Being Shamron’s chosen one had not come without a price. Gabriel was used to the professional jealousy of his colleagues.

“I have to leave Paris tomorrow,” Navot said. “I’ll be gone only a day.”

“Where are you going?”

“Amos wants a word with me.” He paused, then added, “I think it’s about the Special Ops job. The job you turned down.”

It made sense, Gabriel thought. Navot was an extremely capable field agent who’d taken part in several major operations, including a few with Gabriel.

“Is that what you want, Uzi? A job at King Saul Boulevard?”

Navot shrugged. “I’ve been out here in the field a long time. Bella wants to get married. It’s hard to have a stable home life when you live like this. Sometimes when I wake up in the morning, I never know where I’m going to wind up at the end of the day. I can have breakfast in Berlin, lunch in Amsterdam, and be sitting in King Saul Boulevard at midnight briefing the director.” Navot gave Gabriel a conspiratorial smile. “That’s what the Americans don’t understand about us. They put their case officers into little boxes and slap their wrists when they step outside the lines. The Office isn’t that way. It never was. That’s what makes it the greatest job in the world-and that’s why our service is so much better than theirs. They wouldn’t know what to do with a man like you.”

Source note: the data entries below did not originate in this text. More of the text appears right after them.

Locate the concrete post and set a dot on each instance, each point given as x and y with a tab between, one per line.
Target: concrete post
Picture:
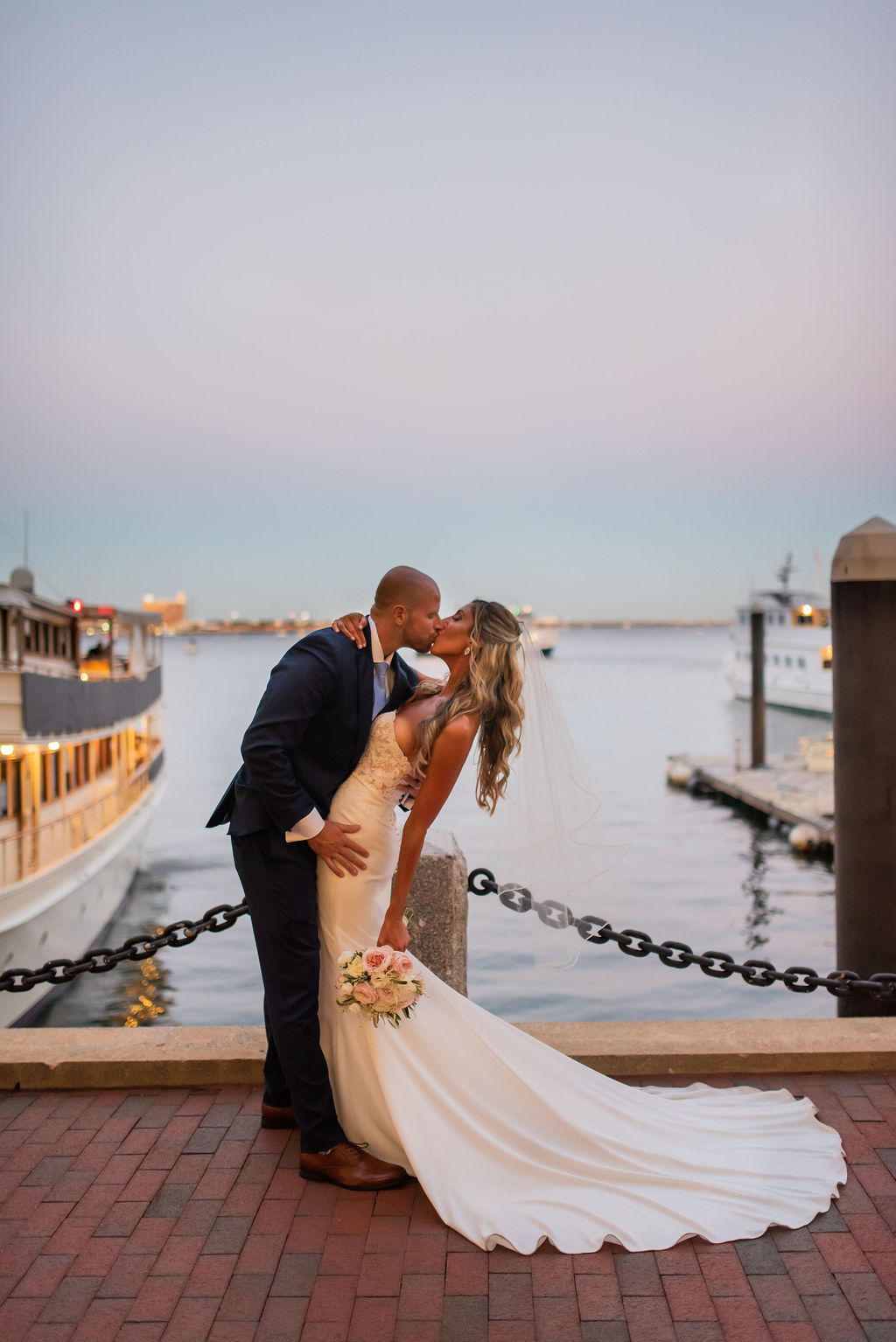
863	611
758	690
439	910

Navot had lost interest in the borscht. He pushed it across the table, so that it looked as though Gabriel had eaten it. Gabriel reached for the glass of wine but thought better of it. He had a headache from the train ride and the rainy Paris weather, and the kosher wine smelled about as appealing as paint thinner.

“But it takes its toll on marriages and relationships, doesn’t it, Gabriel? How many of us are divorced? How many of us have had affairs with girls out there in the field? At least if I’m working in Tel Aviv, I’ll be around more often. There’s still a lot of travel with the job but less than this. Bella has a place near the beach in Caesarea. It will be a nice life.” He shrugged again. “Listen to me. I’m acting as though Amos has offered me the job. Amos hasn’t offered me anything. For all I know, he’s bringing me to King Saul Boulevard to fire me.”

“Don’t be ridiculous. You’re the most qualified man for the job. You’ll be my boss, Uzi.”

“Your boss? Please. No one is your boss, Gabriel. Only the old man.” Navot’s expression turned suddenly grave. “How is he? I hear it’s not good.”

“He’s going to be fine,” Gabriel assured him.

They lapsed into silence as the waiter came to the table and cleared away the dishes. When he was gone again, Gabriel gave the file folder to Navot, who slipped it back into his briefcase.

“So how are you going to play it with Hannah Weinberg?”

“I’m going to ask her to give up a painting that’s worth eighty million dollars. I have to tell her the truth-or at least some version of the truth. And then we’ll have to deal with the security consequences.”

“What about the approach? Are you going to dance for a while or go straight in for the kill?”